In the following years, Macalé also achieved moderate prominence as a soundtrack composer for films and theater plays; he is occasionally employed as an actor by some of the productions for which the music he signed the score.
Besta Fera, his most recent release, is an excellent and genuinely Brazilian masterpiece. The album has twelve tracks: 1) Vampiro de Copacabana; 2) Besta Fera; 3) Trevas; 4) Buraco da Consolação; 5) Pacto de Sangue; 6) Obstáculos; 7) Meu Amor Meu e Cansaço; 8) Tempo e Contratempo; 9) Peixe; 10) Longo Caminho do Sol; 11) Limite; 12) Valor; while this album delivers some of the more general trends that were always present in popular Brazilian music, the peculiar style of Jards Macalé is decidedly authorial and intrinsically singular. His creative sensibilities playfully disperses the harmonies among the volatile dissolutions of his soft, somewhat jazzy and fragmented melodies.

With some Bossa Nova and neoclassical elements subtlety incorporated into the dispersive and elegant structure of his music, the style of Jards Macalé is widely impregnated with the glorious, refined and exotic tonalities of sixties Brazilian music. The fourth track, Buraco da Consolação, transmits perfectly the gracious sensibilities of this peculiar type of musical atmosphere, that displays a delicate, placid and surreal tenacity, whose latent, but soft and imponderable melodies undoubtedly revitalizes the sonorous past references of a country whose high culture was definitely at the peak of its splendor.
Pacto de Sangue has a vivacious and graciously urban rhythm, whose playful guitar lines redefines the melodies over the renitent beauty of its exotic and charismatic charm.
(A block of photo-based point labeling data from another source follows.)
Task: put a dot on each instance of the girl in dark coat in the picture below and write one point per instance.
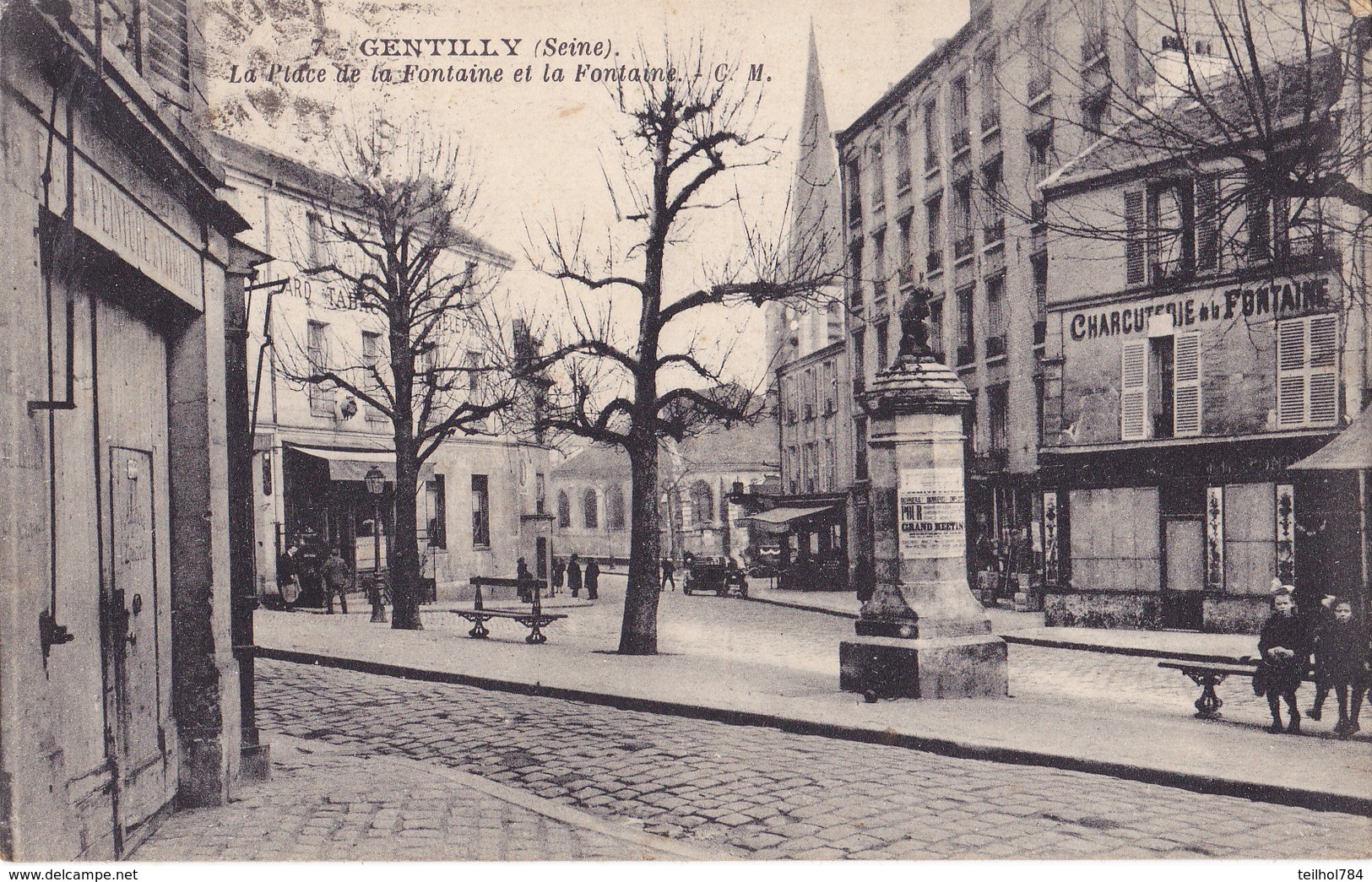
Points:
(574, 576)
(1342, 663)
(592, 579)
(1284, 645)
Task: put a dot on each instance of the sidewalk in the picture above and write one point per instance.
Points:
(325, 803)
(763, 664)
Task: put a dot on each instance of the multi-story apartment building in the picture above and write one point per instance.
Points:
(480, 495)
(121, 274)
(940, 191)
(1218, 339)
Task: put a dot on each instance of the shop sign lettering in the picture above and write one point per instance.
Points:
(1279, 300)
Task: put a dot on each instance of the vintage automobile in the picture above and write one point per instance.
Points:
(717, 575)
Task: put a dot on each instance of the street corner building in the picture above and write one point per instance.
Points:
(480, 495)
(120, 691)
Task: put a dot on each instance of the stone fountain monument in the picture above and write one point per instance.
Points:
(922, 634)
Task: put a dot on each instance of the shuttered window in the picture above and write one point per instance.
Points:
(1134, 391)
(1135, 246)
(1185, 376)
(1207, 225)
(1308, 372)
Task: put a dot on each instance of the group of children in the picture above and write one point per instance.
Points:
(1339, 647)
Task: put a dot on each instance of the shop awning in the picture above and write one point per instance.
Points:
(353, 465)
(1350, 450)
(781, 517)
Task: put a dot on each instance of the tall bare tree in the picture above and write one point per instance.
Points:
(641, 365)
(393, 230)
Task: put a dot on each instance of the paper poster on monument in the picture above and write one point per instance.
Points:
(932, 513)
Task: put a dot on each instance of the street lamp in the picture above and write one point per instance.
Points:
(375, 480)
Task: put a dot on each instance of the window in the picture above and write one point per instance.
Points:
(371, 358)
(933, 212)
(435, 512)
(878, 179)
(1308, 372)
(930, 136)
(990, 92)
(480, 512)
(998, 413)
(996, 316)
(878, 269)
(855, 273)
(962, 237)
(958, 114)
(615, 508)
(992, 188)
(966, 333)
(590, 511)
(902, 155)
(318, 358)
(904, 254)
(702, 504)
(854, 192)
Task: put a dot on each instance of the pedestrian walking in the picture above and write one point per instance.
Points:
(592, 579)
(1342, 663)
(574, 575)
(1284, 647)
(289, 576)
(336, 579)
(523, 576)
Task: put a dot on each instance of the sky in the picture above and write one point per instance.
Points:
(544, 147)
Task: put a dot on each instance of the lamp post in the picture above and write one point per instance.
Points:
(375, 480)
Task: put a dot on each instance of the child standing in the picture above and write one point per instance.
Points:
(1284, 645)
(1342, 658)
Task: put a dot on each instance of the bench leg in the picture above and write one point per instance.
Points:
(1209, 704)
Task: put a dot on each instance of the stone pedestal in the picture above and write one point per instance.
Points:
(922, 634)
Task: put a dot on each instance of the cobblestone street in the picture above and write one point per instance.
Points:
(761, 792)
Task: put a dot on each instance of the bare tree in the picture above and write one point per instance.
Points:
(632, 368)
(391, 230)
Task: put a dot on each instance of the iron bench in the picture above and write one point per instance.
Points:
(535, 619)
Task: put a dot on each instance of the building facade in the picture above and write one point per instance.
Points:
(941, 191)
(118, 538)
(1216, 342)
(479, 500)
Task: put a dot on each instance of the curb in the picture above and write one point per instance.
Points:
(943, 746)
(563, 814)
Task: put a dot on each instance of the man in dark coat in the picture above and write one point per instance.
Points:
(574, 575)
(592, 579)
(1284, 645)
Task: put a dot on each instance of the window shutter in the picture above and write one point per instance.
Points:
(1134, 390)
(1324, 376)
(1291, 373)
(1185, 395)
(1134, 245)
(1207, 224)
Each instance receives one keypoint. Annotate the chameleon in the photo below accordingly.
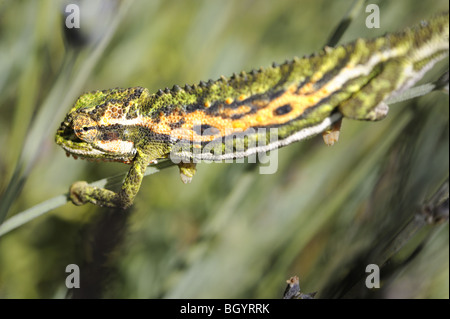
(247, 113)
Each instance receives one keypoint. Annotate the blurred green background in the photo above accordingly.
(232, 233)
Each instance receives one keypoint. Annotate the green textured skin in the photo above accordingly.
(352, 80)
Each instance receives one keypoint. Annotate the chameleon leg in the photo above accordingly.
(187, 171)
(367, 104)
(81, 193)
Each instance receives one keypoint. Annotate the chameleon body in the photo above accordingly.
(247, 113)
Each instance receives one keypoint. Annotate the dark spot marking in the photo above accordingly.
(282, 110)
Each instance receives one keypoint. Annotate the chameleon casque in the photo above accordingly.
(233, 117)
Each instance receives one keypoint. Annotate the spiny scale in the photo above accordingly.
(249, 112)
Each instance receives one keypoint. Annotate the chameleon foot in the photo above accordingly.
(331, 136)
(187, 171)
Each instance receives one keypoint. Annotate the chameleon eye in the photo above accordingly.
(85, 128)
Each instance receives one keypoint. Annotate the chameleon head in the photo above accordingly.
(93, 130)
Obstáculos – with a relatively melancholic and somber atmosphere –, seems to acknowledge and project the exasperating shadows of a dying afternoon, that slowly dilutes into the vague and evasive underworld of a lugubrious life, that seems resented with the tragedy of its pale and lethargic existence.
Meu Amor Meu e Cansaço – with sensationally vivid and splendorous musical overtones that dilates the tenacity of its resigned and serene stagnant graciousness –, displays a poetic sensibility that not only understands the lucidity of its cautiously sculpted and restrained melodies, but contemplates the fugacious contempt of an everlasting disillusion, that will be forever impregnated into the consciousness of the soul.
Other songs, like Peixe, with its tender, humane and calmly smooth, captivating melody, Longo Caminho do Sol, with its fantastic choir of wonderful and amazingly tuned female voices, and Limite, with its poetic and melancholic atmosphere, sidelined by distant, despondent and dissonant guitar lines, are also wonderfully splendid tracks, that genuinely brings on the strength of its formidably consistent essence an exceptional degree of artistry.
All in all, the whole album is fantastic, beautiful and full of a genuine artistic essence, whose soul is definitely shaped over a vortex of magnificent grandiosity.
The way the artist explores sound textures and beautiful harmonies departing from guitar lines conceives a conjuncture of wonderfully creative cantilenas, that irradiates a graceful mosaic of melodies, that detaches its colorful horizons of dense and vivid serenity from the realistic depictions of a tender and sometimes despondent portrait of dramatically pungent sentimental tonalities. Evidently, Besta Fera is an album that aggregates a marvelous conjuncture of undeniable qualities to contemporary Brazilian music.